Kuliah Umum yang dimulai pukul 11.25 WIB ini dipandu langsung oleh direktur Pascasarjana, Prof. Noorhaidi, M.A., M.Phil., Ph.D.. Dalam sambutannya, Direktur Pascasarjana menjelaskan sekelumit latar belakang pendidikan dua pembicara dan minat penelitiannya. “Prof. Kamaruddin Amin ini berhasil mencari jalan tengah antara teori Barat dan Timur dalam kajian hadis. Beliau tidak terjebak pada M. Azami yang sedikit apologetik dalam membantah teori Barat. Beliau dibimbing oleh Harald Motzki, seorang ilmuwan hadis yang simpatik pada kesarjanaan Muslim. Pendidikan masternya beliau tempuh di Leiden University dan S3 di Bonn University, Jerman. Adapun Dr. Phil. Sahiron Syamsuddin pakar studi al-Qur’an. Beliau juga lulusan Jerman, yakni dari Bamberg University,” ungkapnya.

Terkait dengan pertanyaan-pertanyaan di atas, Prof. Kamaruddin melanjutkan uraiannya, bahwa para ilmuwan Muslim dan muhadditsun tentu mengafirmasinya, bahwa kitab yang mereka miliki adalah hasil dari sebuah proses transmisi keilmuan yang reliable, bisa dipertanggungjawabkan historisitas dan originalitasnya, sehingga tidak ada celah. Atau kitab yang mereka miliki sekarang adalah representasi dari abad ke 1-2 Hijriah pada saat Nabi Muhammad dan Sahabat hidup. Untuk mengatakan itu, para muhadditsun punya ulumu al-Hadits, punya metodologi yang dianggap kuat untuk memastikan keshahihannya.

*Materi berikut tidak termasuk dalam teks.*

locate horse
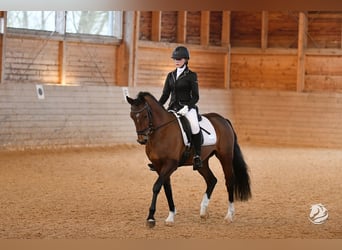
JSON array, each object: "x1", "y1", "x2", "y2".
[{"x1": 126, "y1": 91, "x2": 251, "y2": 227}]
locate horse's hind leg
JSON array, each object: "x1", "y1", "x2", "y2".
[
  {"x1": 224, "y1": 163, "x2": 235, "y2": 222},
  {"x1": 198, "y1": 159, "x2": 217, "y2": 219},
  {"x1": 224, "y1": 174, "x2": 235, "y2": 223},
  {"x1": 216, "y1": 154, "x2": 235, "y2": 222}
]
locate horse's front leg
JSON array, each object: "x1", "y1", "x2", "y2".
[
  {"x1": 146, "y1": 176, "x2": 163, "y2": 228},
  {"x1": 163, "y1": 177, "x2": 176, "y2": 226},
  {"x1": 146, "y1": 161, "x2": 177, "y2": 228}
]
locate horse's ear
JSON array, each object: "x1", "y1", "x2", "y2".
[{"x1": 126, "y1": 96, "x2": 134, "y2": 105}]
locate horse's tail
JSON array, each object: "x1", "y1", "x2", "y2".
[{"x1": 226, "y1": 119, "x2": 252, "y2": 201}]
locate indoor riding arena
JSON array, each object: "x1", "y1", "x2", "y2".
[{"x1": 0, "y1": 11, "x2": 341, "y2": 239}]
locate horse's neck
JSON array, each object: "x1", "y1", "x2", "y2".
[{"x1": 146, "y1": 98, "x2": 172, "y2": 122}]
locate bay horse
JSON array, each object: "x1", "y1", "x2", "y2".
[{"x1": 126, "y1": 91, "x2": 251, "y2": 227}]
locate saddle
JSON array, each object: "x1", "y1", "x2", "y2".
[
  {"x1": 171, "y1": 111, "x2": 217, "y2": 147},
  {"x1": 169, "y1": 112, "x2": 216, "y2": 166}
]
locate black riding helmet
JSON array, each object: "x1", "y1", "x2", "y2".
[{"x1": 171, "y1": 46, "x2": 190, "y2": 60}]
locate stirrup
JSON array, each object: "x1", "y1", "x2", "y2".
[{"x1": 193, "y1": 155, "x2": 202, "y2": 171}]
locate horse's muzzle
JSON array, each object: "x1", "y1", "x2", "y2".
[{"x1": 137, "y1": 135, "x2": 148, "y2": 145}]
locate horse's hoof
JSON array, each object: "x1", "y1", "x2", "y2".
[
  {"x1": 146, "y1": 219, "x2": 156, "y2": 228},
  {"x1": 223, "y1": 216, "x2": 233, "y2": 224},
  {"x1": 164, "y1": 221, "x2": 175, "y2": 227},
  {"x1": 200, "y1": 212, "x2": 209, "y2": 220}
]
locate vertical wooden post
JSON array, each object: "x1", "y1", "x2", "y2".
[
  {"x1": 261, "y1": 11, "x2": 268, "y2": 50},
  {"x1": 340, "y1": 22, "x2": 342, "y2": 49},
  {"x1": 151, "y1": 11, "x2": 161, "y2": 42},
  {"x1": 221, "y1": 11, "x2": 231, "y2": 47},
  {"x1": 177, "y1": 11, "x2": 187, "y2": 43},
  {"x1": 58, "y1": 41, "x2": 66, "y2": 85},
  {"x1": 131, "y1": 11, "x2": 140, "y2": 87},
  {"x1": 0, "y1": 11, "x2": 6, "y2": 84},
  {"x1": 225, "y1": 44, "x2": 231, "y2": 89},
  {"x1": 116, "y1": 11, "x2": 135, "y2": 86},
  {"x1": 297, "y1": 11, "x2": 307, "y2": 92},
  {"x1": 222, "y1": 11, "x2": 231, "y2": 89},
  {"x1": 201, "y1": 11, "x2": 210, "y2": 46}
]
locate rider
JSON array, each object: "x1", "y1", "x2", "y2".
[{"x1": 158, "y1": 45, "x2": 202, "y2": 171}]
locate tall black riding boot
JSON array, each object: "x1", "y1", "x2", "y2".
[{"x1": 192, "y1": 132, "x2": 202, "y2": 170}]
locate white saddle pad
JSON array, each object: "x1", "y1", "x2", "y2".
[{"x1": 172, "y1": 112, "x2": 217, "y2": 146}]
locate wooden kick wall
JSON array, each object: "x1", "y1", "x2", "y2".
[
  {"x1": 230, "y1": 90, "x2": 342, "y2": 148},
  {"x1": 0, "y1": 83, "x2": 136, "y2": 150},
  {"x1": 1, "y1": 83, "x2": 342, "y2": 150}
]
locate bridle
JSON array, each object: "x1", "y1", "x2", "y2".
[
  {"x1": 131, "y1": 103, "x2": 154, "y2": 136},
  {"x1": 130, "y1": 102, "x2": 177, "y2": 139}
]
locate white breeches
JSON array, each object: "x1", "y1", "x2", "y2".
[{"x1": 184, "y1": 108, "x2": 200, "y2": 134}]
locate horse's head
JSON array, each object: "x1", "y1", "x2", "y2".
[{"x1": 126, "y1": 92, "x2": 154, "y2": 145}]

Dengan fasih Prof. Kamaruddin menyebutkan nama-nama ilmuwan Barat yang sangat serius dalam mengkaji hadis sejak abad ke-19 mulai dari Gustav Weil, William Muir, Aloys Sprenger dan teman-temannya, sampai muncul Ignaz Goldziher dengan magnum opus-nya Muhamedanische Studien (1890). Goldziher dianggapnya paling serius dalam mengkaji hadis dengan kesimpulan umum, bahwa kitab-kitab hadis itu tidak bisa dianggap sebagai refleksi dari Rasulullah, melainkan hanya buatan orang Islam pada abad ketiga hijriah.

Setelah itu pada tahun 1950, muncul Joseph Schacht dengan metodologi yang lebih canggih dari pendahulunya. Kritik tajam tentang hadis tertuang dalam bukunya The Origins of Muhammadan Jurisprudence. Berbeda dengan Goldziher, Schacht dengan penelitiannya tidak hanya menjelaskan kepalsuan hadis, namun ia juga bisa mengidentifikasi siapa yang memalsukan hadis.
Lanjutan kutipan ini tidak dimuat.